A prerequisite for being able to apply the GDPR is to understand who is responsible for the processing of certain personal data. The European Data Protection Board EDPB are now announcing a guideline on this issue. Anna Lööv, partner at Kompass Advokat and specialist in issues of data protection, goes through the most important news of the guideline.
Who is responsible for personal data?
The person who determines the purpose (why) and the means (how) for the processing of personal data, is called the controller according to GDPR. The responsibility entails an obligation to comply with the GDPR and is therefore a basis for the entire regulatory framework.
In some cases, it is very clear who is the controller, for example in cases where laws or regulations state that an authority is responsible for personal data. In other cases, it is also almost self-evident, e.g., employers are the controller for the processing of employees' data or in the relationship e-commerce company - customer or media company - subscriber.
But situations sometimes arise when it is more doubtful who the controller really is. What applies, for example, when the company's auditing company handles personal data about e.g. customers or employees in their reviews? The new guidelines state that the auditing company itself is the controller because the auditing company's work cannot be controlled by the client company, but is regulated by law. The auditing company therefore has great power over the processing of personal data that the company becomes the controller.
Two or more companies can sometimes be joint controllers. This commonly occurs when a company provides information or data to another company. The guidelines provide a few examples from court cases. In one of them, a company using cookies from Facebook, was considered joint controller together with Facebook, for the extraction of personal data through the cookie to Facebook. This means that the companies have an obligation to reach an agreement, preferably a written contract, clarifying who is responsible for, e.g., providing information to the registered individuals.
At the same time, the guidelines state that the mere fact that several companies use the same technical platform for their personal data processing, does not mean that they automatically become joint controllers.
When a company processes personal data on behalf of someone else, as a service provider, it is referred to as processor. The guidelines contain new and detailed rules for the agreement that must exist according to the GDPR between the two parties. The guidelines also indicate that the controller needs to check that the processor really has the knowledge, resources and sufficient IT security before they are accepted as processors but also during the assignment period.
"Anna Lööv, partner at Kompass Advokat and specialist in data protection issues."

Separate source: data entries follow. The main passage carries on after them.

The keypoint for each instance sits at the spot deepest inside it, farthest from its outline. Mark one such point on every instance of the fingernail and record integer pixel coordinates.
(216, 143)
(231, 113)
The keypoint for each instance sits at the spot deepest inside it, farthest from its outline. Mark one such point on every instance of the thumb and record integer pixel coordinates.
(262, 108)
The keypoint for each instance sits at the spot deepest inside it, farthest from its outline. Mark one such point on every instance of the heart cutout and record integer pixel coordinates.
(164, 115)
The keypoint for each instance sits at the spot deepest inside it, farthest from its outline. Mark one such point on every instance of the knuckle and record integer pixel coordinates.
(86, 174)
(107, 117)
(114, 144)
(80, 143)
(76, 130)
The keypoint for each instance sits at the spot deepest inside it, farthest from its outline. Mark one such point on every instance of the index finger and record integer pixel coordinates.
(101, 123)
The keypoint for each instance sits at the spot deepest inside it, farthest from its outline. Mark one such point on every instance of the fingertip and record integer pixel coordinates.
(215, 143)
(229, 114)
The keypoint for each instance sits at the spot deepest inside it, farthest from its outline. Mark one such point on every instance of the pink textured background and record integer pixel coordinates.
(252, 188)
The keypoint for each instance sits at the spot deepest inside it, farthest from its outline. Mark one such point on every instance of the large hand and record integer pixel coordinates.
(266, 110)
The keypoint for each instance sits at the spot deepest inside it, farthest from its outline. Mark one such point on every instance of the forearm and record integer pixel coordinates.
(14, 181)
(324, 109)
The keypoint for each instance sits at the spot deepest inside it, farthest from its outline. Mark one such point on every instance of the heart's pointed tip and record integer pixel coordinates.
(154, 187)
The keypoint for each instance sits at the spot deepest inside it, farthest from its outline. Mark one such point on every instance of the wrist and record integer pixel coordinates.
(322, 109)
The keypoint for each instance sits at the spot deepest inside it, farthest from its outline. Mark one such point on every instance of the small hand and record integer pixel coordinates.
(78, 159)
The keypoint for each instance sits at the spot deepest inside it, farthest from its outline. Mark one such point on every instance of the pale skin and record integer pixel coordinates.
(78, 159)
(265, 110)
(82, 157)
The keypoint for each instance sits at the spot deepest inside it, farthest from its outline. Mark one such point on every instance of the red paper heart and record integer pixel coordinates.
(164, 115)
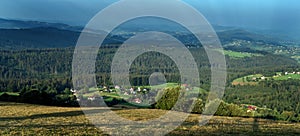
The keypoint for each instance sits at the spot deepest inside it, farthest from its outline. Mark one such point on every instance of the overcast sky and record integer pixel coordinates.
(246, 13)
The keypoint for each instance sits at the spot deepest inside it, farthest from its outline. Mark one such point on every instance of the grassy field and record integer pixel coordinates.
(26, 119)
(243, 81)
(234, 54)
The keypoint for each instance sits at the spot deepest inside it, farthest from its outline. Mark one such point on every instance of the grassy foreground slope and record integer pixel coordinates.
(25, 119)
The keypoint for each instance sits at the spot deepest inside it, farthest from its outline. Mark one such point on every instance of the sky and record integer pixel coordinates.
(263, 14)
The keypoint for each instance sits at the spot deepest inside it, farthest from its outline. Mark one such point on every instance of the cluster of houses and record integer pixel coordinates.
(134, 92)
(250, 108)
(292, 73)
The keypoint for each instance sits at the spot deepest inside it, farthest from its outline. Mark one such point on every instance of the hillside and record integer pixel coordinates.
(25, 119)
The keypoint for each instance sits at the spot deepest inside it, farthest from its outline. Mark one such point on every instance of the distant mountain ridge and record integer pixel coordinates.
(19, 24)
(16, 34)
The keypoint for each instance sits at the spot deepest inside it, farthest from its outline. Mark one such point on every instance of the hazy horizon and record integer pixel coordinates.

In some cases, the processor has a very large influence on how the data is processed. For example, if the processor is an advanced technical platform, can the customer really be considered to decide on the means of processing, for how the data is processed? The guidelines explain that as long as it is a matter of non-essential means, e.g. practical aspects of the treatment or which hardware or software to use, the responsibility is not affected.
On October 19, the consultation period ends. The guidelines are expected to enter into force in 2021, probably in the spring. Here is a checklist of what your company can think of:
- Reconcile any doubts in the current division of roles. Are there e.g. joint control in certain situations?
- Negotiate agreements with any joint controllers.
- Create a routine for evaluating new processors.
- Reconcile existing agreements with processors.